Laing seems to have formed the deepest connection with David Wojnarowicz, the late 20th century artist and AIDS activist. She works her way through his archives at New York University and finds inspiration in a life “spent trying to escape solitary confinement of one kind or another, to figure a way out of the prison of the self.” She says that he tried to do so through Art and Sex and uses this consideration to examine the fragility and strength of the body, how it can be freeing, confining, a weapon against an oppressive mass, and a loving connector that frees bodies from their own prisons.
In this section she effortlessly weaves in considerations of Greta Garbo’s final years in New York, Nan Goldin’s photography, and Alfred Hitchcock’s Vertigo. In subsequent chapters she writes about the performer Klaus Nomi, the development of AIDS activism in New York, internet entrepreneur Josh Harris, and Jean-Michel Basquiat. She builds her own city of loneliness within the existing city, and the artists from past chapters, particularly Warhol and Wojnarowicz, keep returning and mingling, deepening and humanizing her work, recruited into a group portrait that forms a loosely connected community of outsiders and struggling souls.

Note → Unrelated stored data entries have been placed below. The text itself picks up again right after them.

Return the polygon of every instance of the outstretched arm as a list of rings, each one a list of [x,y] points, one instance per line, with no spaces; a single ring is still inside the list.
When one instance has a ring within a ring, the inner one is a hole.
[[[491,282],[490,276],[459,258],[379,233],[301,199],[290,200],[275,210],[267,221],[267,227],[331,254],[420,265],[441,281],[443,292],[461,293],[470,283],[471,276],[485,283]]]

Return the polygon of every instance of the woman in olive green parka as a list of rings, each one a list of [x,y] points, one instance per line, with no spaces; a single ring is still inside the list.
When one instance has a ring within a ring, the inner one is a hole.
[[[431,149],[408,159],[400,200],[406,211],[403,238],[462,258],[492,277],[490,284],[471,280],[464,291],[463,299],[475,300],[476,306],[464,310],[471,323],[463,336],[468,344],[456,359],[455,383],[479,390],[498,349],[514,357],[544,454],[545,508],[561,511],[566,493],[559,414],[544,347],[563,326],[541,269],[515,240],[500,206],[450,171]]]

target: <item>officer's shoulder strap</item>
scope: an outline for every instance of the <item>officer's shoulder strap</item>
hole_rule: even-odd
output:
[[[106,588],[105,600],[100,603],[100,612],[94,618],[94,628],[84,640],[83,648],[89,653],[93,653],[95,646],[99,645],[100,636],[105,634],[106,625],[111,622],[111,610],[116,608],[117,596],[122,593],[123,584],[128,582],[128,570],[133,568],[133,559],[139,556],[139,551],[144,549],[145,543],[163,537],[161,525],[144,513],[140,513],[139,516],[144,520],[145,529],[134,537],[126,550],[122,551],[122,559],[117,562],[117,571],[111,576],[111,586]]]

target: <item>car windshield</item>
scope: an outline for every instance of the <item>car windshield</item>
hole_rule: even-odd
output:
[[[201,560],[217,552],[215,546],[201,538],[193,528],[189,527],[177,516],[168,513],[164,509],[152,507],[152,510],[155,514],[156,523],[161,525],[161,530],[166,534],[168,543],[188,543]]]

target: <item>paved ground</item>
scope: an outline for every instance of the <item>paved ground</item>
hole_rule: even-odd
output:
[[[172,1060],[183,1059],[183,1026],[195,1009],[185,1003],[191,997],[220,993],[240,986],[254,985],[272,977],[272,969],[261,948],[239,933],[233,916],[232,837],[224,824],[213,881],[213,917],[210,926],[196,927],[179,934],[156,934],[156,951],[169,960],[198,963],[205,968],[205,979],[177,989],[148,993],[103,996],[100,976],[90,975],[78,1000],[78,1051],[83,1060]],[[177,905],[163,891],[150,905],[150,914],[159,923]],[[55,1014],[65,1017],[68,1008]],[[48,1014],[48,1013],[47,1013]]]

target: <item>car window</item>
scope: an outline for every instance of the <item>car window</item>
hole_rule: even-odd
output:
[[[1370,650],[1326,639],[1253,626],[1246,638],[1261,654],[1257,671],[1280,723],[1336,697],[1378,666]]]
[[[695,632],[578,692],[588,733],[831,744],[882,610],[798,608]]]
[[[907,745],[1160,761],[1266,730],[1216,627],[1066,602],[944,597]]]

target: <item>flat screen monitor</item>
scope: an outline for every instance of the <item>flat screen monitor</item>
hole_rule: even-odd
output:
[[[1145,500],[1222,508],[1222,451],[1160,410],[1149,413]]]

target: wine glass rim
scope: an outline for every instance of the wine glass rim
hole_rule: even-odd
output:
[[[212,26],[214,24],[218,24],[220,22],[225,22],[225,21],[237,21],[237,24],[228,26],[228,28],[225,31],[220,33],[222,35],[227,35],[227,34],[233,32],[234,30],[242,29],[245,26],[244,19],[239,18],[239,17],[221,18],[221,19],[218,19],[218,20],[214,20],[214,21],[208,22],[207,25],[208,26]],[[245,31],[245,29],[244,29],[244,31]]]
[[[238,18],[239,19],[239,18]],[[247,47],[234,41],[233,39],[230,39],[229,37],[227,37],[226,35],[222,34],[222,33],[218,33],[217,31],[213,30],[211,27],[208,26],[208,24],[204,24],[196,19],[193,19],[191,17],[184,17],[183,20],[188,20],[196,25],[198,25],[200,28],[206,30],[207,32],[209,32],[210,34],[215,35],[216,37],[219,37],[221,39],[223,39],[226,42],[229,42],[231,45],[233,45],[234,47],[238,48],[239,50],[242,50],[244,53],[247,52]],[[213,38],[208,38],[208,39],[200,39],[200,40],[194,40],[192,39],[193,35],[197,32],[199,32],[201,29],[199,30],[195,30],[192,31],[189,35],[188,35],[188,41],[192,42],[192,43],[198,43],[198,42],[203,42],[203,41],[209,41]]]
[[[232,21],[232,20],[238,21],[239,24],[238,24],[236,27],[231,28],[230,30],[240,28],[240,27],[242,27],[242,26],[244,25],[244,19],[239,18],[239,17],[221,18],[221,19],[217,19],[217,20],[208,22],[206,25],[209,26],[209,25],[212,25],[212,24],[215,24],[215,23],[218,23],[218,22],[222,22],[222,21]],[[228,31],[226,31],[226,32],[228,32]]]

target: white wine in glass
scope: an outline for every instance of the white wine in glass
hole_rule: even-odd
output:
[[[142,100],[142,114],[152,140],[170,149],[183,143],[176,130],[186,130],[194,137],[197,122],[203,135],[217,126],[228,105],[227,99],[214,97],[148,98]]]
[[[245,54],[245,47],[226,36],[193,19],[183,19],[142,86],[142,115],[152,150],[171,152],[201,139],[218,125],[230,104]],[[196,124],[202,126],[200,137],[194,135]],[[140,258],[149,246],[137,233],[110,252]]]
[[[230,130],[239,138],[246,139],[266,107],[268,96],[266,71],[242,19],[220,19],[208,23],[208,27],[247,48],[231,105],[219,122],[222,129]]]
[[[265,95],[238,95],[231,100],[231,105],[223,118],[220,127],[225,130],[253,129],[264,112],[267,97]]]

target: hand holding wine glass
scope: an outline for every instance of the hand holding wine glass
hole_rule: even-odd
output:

Laing does not claim to, or even want to, cure the world of loneliness. It’s a constant that we all have to live with and a harbinger of the death that we would all rather avoid. But it does not need to be a cliché. Instead, in the moving closing, she rails against the “gentrification that is happening to the emotions”, which sees something like loneliness as “a problem to be fixed”. Instead, she makes a case for empathy and kindness, for staying diligent and alert, for ourselves and in solidarity with others. As any good artist must do.